There's also growing concern among doctors that some surgical techniques may themselves hasten the advance of the disease. It's now realised that tumours can remain quietly subclinical that is, not yet showing any symptoms but can begin to grow after surgery as a result of the immunodepressive effects of the operation (Ann Chir, 1998; 52: 413-20). There's also evidence that tumour cells may be released into the body during surgery, causing later metastases tumours which develop from cancer cells that spread through the body (Ann Surg Oncol, 1998; 5: 390-8). In particular, the new technique of laparoscopy has been called into question (Dis Colon Rectum, 1998; 41: 971-8). During laparoscopy, the endoscope is inserted into a small incision made in the wall of the abdomen, which runs a risk of cancer cell "spillage", potentially spreading the cancer.
Small wonder that a team of British oncologists traditionally less bullish than their American counterparts recently observed: "Despite advancement in surgical and anaesthetic techniques, there has been little reduction in mortality and morbidity from [colorectal cancer] over the past 25 years" (Eur J Surg Oncol, 1998; 24: 477-86).
The major problem with colorectal cancer is that, with or without surgery, the disease often spreads into other areas of the body, particularly the liver, lung and brain, where surgeons have a poor track record. So preventing metastases by chemotherapy has been the primary goal of oncologists.
Shortly after chemotherapy was invented 50 years ago, the toxic chemical fluorinated pyrimidine was developed into a drug called 5-fluorouracil (5-FU for short). Although 5-FU was increasingly used from 1953 onwards, for the first 35 years doctors were disappointed to find that although it might reduce tumour size, it had marginal effects on patient survival. Latterly, however, 5-FU has been combined with other cytotoxic drugs, and these cocktails are now widely prescribed for advanced cases of the disease following surgery.
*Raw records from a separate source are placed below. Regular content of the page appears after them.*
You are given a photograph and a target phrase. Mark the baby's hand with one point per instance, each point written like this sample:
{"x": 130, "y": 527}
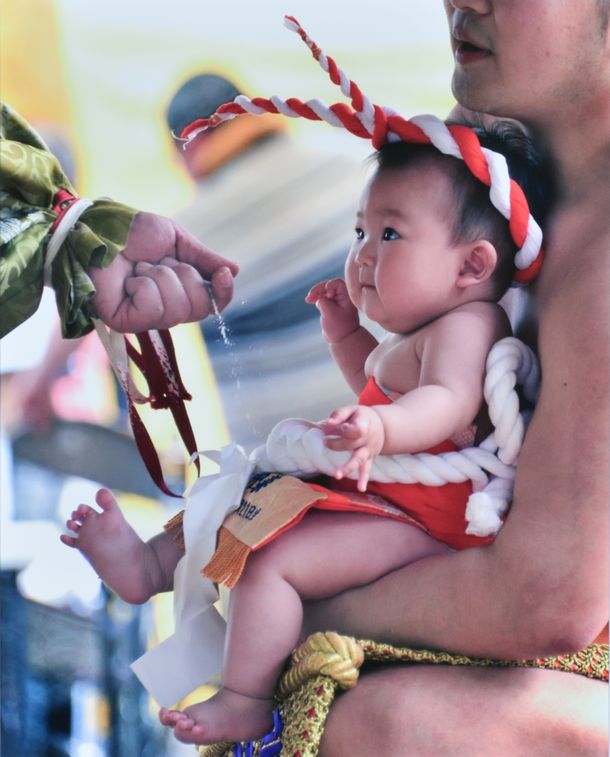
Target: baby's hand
{"x": 359, "y": 429}
{"x": 338, "y": 315}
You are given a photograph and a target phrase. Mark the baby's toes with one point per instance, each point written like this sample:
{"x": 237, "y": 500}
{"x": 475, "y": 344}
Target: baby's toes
{"x": 83, "y": 512}
{"x": 170, "y": 717}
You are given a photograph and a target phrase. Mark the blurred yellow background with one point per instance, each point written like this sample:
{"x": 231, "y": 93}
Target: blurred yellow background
{"x": 102, "y": 73}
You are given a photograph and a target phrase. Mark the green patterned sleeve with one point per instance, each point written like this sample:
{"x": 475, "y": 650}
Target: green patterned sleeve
{"x": 30, "y": 177}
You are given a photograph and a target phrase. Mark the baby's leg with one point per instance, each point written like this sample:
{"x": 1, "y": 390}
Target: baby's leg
{"x": 134, "y": 569}
{"x": 323, "y": 555}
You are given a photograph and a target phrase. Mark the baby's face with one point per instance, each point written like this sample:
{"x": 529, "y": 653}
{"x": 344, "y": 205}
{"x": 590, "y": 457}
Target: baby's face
{"x": 400, "y": 270}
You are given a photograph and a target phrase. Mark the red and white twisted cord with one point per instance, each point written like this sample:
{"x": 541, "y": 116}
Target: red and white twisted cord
{"x": 369, "y": 121}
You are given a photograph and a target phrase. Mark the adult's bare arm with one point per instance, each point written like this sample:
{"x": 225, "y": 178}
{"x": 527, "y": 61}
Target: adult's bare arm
{"x": 160, "y": 278}
{"x": 541, "y": 589}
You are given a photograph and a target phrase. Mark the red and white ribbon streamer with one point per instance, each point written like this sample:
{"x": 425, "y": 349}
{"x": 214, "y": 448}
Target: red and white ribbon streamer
{"x": 369, "y": 121}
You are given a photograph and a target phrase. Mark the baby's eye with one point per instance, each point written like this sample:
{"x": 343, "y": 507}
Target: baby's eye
{"x": 389, "y": 234}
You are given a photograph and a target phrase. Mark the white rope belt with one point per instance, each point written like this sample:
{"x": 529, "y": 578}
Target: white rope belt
{"x": 296, "y": 446}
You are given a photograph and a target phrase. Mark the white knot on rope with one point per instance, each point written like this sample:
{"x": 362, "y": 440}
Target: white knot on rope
{"x": 296, "y": 446}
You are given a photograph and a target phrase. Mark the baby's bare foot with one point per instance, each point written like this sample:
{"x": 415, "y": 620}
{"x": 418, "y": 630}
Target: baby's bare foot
{"x": 227, "y": 716}
{"x": 118, "y": 555}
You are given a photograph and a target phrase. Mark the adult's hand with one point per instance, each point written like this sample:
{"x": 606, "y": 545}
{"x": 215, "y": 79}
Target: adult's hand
{"x": 161, "y": 278}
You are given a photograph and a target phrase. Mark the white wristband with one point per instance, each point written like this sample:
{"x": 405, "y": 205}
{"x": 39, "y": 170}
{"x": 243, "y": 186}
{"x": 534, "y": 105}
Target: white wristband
{"x": 62, "y": 230}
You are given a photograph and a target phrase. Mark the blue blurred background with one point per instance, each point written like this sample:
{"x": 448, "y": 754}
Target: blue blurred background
{"x": 96, "y": 80}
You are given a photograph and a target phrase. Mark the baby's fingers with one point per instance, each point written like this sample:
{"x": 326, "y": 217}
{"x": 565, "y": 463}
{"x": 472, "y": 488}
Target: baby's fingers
{"x": 316, "y": 292}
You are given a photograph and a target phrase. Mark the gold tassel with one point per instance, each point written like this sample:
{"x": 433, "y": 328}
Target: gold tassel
{"x": 228, "y": 561}
{"x": 173, "y": 527}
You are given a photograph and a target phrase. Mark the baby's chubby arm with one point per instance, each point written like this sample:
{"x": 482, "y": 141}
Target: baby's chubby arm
{"x": 451, "y": 352}
{"x": 350, "y": 343}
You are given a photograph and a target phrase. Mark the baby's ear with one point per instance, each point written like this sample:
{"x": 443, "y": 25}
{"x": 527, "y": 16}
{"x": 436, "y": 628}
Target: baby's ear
{"x": 478, "y": 263}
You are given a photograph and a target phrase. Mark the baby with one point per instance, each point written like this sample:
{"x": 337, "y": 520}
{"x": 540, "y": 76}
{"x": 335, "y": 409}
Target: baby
{"x": 430, "y": 259}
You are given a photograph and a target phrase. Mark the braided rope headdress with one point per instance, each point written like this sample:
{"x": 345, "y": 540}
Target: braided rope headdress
{"x": 380, "y": 124}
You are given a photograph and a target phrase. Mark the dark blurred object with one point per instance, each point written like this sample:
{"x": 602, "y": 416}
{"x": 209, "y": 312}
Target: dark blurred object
{"x": 76, "y": 448}
{"x": 285, "y": 213}
{"x": 202, "y": 94}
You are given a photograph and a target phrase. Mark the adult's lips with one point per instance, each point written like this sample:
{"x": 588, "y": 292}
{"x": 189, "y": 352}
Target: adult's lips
{"x": 466, "y": 45}
{"x": 469, "y": 52}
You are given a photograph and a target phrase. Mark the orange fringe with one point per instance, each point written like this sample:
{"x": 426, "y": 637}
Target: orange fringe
{"x": 228, "y": 561}
{"x": 173, "y": 527}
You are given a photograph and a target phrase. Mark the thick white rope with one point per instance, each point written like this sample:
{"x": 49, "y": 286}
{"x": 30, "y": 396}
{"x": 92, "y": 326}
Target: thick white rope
{"x": 296, "y": 446}
{"x": 64, "y": 227}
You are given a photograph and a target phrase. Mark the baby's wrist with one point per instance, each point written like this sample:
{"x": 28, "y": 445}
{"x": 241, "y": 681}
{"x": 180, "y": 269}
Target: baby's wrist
{"x": 333, "y": 342}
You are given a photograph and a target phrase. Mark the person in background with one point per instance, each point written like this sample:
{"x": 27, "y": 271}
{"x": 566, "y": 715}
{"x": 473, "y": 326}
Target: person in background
{"x": 283, "y": 211}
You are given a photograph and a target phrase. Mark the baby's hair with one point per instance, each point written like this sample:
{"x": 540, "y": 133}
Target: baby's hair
{"x": 474, "y": 216}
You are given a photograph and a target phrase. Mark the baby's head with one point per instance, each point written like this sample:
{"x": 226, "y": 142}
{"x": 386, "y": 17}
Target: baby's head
{"x": 472, "y": 215}
{"x": 428, "y": 237}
Extraordinary claims are being made about them, with some doctors claiming a reduction in mortality as high as 33 per cent. But the surgeons are less flattering; some of their own studies show little benefit from the new chemical cocktails and even increases in mortality after their use (Am Surg, 1996; 62: 546-50).
A group of Canadian doctors recently reviewed the entire issue of chemotherapy from an angle relatively new to medicine: the value of therapy in terms of the patient's quality of life.
Quoting a review of a number of studies which showed that chemotherapy increases five year survival from colorectal cancer by an average of 7 per cent, they boldly stated: "Despite the US National Institutes of Health consensus statement endorsing chemotherapy, many clinicians regard such a seemingly small benefit not worth the expense, inconvenience, discomfort and risk of treatment for their individual patient with colorectal carcinoma" (Ann Chir, 1998; 52: 711-5).
Adding to the uncertainty of chemotherapy are its side effects. These are, of course, substantial since the treatment destroys healthy cells as well as cancerous ones. A recent study has shown a litany of side effects for patients whose immune systems are already compromised by the cancer. These range from nausea, vomiting and diarrhoea to thrombocytopenia (too few platelets), leukopenia (decrease in number of leukocytes) and neutropenia (decrease in number of neutrophils) (J Clin Oncol, 1998; 16: 3537-41).